By and large, humans are pretty bad at understanding probabilities. We live in a world of tangible things and real events which makes it hard to wrap our heads around the abstract concept of randomness.
Among statisticians, there are two broad philosophies when it comes to thinking about uncertainty: frequentist statistics and bayesian statistics.
Frequentist statistics assumes that there is some true probability distribution from which we randomly observe some data. For example, imagine we were flipping a coin and trying to determine if it was fair or not.
A frequentist would design an experiment, and determine a hypothesis test. “I am going to flip the coin 50 times, and I will say the coin is not fair if I get less than 20 or more than 30 heads.”
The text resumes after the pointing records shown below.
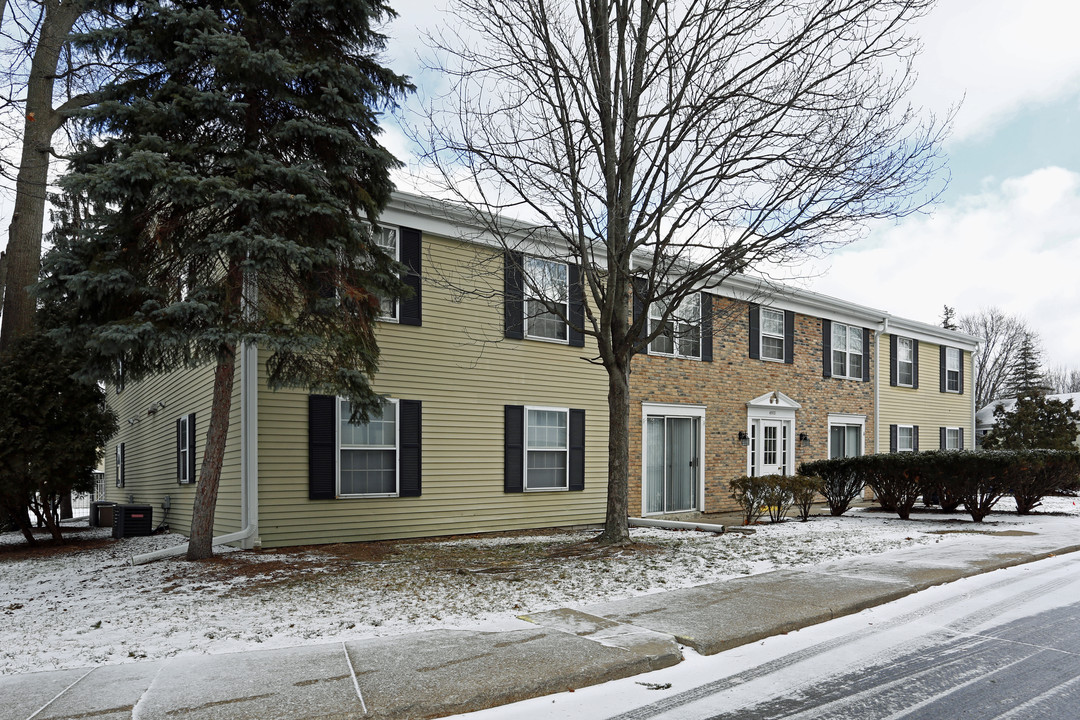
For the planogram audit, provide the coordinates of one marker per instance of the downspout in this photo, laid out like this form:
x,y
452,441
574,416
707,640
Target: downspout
x,y
877,383
248,463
From this frequentist experiment, we will be able to produce a p-value and a confidence interval. These tell us about the probability of observing our particular set of 50 coin flips, out of the universe of all possible sets of 50 coin flips.
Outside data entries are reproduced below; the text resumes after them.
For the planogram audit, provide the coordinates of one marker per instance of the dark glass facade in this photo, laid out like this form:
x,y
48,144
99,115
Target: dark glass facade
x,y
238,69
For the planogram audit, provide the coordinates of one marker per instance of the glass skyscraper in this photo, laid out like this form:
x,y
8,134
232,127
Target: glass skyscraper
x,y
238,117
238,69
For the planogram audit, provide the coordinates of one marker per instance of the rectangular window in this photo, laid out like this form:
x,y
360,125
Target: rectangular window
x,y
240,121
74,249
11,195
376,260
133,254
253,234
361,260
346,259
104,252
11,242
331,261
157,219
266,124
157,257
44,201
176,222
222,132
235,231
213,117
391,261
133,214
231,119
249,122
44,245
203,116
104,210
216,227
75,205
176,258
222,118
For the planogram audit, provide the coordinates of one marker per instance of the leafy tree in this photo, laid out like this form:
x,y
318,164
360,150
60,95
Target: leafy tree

On the other hand, Bayesian statistics relies on our prior knowledge about random variables as the foundation model. These prior assumptions can be the result of historical data or simply the statisticians' judgment.
Take the same coin flipping experiment, we no longer begin by defining a null hypothesis and some criteria to reject it. Instead, we begin with a prior distribution, perhaps assuming the coin is fair, and our goal is to create a “posterior distribution.” In this case, the posterior would be what is the probability the coin is fair.
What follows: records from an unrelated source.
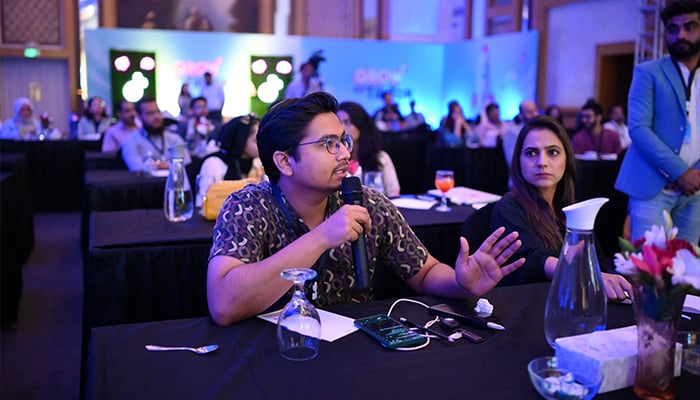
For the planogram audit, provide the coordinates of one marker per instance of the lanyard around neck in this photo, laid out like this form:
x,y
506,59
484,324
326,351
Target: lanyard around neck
x,y
686,86
295,224
162,142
Assume now that we ran our experiment and flipped 21 heads in 50 tries. In this case, the frequentist would say “We fail to reject the null hypothesis and can not conclude whether or not the coin is fair.” The Bayesian would instead find the posterior distribution, and be able to make a statement about the probability the coin is fair.
In short, the frequentist will never calculate the probability of a hypothesis being true. They will either reject it or fail to reject it. A Bayesian statistician will always begin with a prior guess about whether a hypothesis is true, and update that prior guess as they observe new information.
I personally find Bayesian thinking to be a much more satisfying way to conceptualize uncertainty. We all carry around some prior knowledge about how random things should play out, and as we observe new information we update those priors.
However, one thing to realize about intentionally thinking like a Bayesian is that it is often slow to incorporate new and dramatically different pieces of information. This can be good when the dramatically different information is an outlier that we don’t want to have completely determine how we think, but our priors can be slow to recognize when things do change dramatically.
In practice, I still mostly use frequentist statistics as part of my analysis. In practice, Bayesian analysis is often sensitive to the construction of the prior distribution and it is not always useful to a policy maker when the result of some analysis still has probability baked in.
Still, Bayesian statistics reminds us that we live in a world where things are uncertain. Especially in policy analysis, where we often try to predict future outcomes, it is important to remember that there is uncertainty and unlikely outcomes do not necessarily mean our predictions were wrong.